Buenos días,

Hoy toca hablar sobre los corticoides de uso tópico. Para que los conozcáis mejor, para que sepáis la importancia de hacer un correcto uso de los mismos. Son grandes aliados cuando los necesitamos, pero seguir a “pies juntillas” las indicaciones del médico, es clave para el éxito del tratamiento con los mismos y lo más importante, para evitar la aparición de efectos indeseados.

¿Para qué se usan los corticoides tópicos?

Los corticoides tópicos suelen poseer una acción antiinflamatoria muy elevada por lo que se usan para tal fin. De hecho sus propiedades farmacológicas son cualitativamente semejantes a las de los compuestos de uso sistémico. Este tipo de compuestos difunden a través de las membranas de nuestras células e interaccionan con los receptores localizados en las células dérmicas.
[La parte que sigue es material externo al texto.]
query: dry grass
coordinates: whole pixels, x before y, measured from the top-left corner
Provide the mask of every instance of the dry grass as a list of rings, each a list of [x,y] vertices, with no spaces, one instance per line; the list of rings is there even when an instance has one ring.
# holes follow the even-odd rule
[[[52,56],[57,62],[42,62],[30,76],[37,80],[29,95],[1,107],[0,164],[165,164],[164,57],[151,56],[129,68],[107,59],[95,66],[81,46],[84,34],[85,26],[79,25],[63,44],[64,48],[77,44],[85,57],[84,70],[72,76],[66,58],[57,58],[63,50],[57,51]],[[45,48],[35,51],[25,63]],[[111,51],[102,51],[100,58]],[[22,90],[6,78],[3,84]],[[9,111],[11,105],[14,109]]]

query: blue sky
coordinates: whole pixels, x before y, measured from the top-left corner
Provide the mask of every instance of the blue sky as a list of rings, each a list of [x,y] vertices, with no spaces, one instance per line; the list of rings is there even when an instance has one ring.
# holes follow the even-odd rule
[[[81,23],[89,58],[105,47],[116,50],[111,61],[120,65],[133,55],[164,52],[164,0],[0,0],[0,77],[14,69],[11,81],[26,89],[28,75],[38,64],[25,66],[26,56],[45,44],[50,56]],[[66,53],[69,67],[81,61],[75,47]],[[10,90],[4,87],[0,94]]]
Resultado de imagen de corticoides tópicos

Es importante que sepáis, que tras su aplicación, constituyen un “reservorio” cutáneo, por lo que en muchos de sus casos, en teoria no es necesaria su aplicación más de una vez o dos al día. Aunque el médico, en función de la gravedad de la afección y la potencia del corticoide que os prescriba decidirá una u otra posología. Por norma general, se suele elegir el corticoide de menor potencia que proporcione la respuesta más adecuada. Utilizando siempre en niños la menor potencia posible.

Ya os adelanto que no debéis automedicaros con ellos. Algunos pensaréis: “¿Pero, si sólo es una crema, si me pongo un poco, no va a pasar nada?”. Pues bien, CUIDADO con esa “falsa y peligrosa” creencia, que además en ocasiones somos tan osados y osadas (permitirme la expresión) de recomendar de forma gratuita a nuestros seres queridos y vecinos ;). Porque, primero debemos saber que si contiene un corticoide, para poder hacer un uso correcto de los mismos debéis tener conocimiento acerca de:

1. Que existen cuatro tipos de grupos a modo orientativo (pueden variar, especialmente de un país a otro) que van clasificados por su potencia decreciente.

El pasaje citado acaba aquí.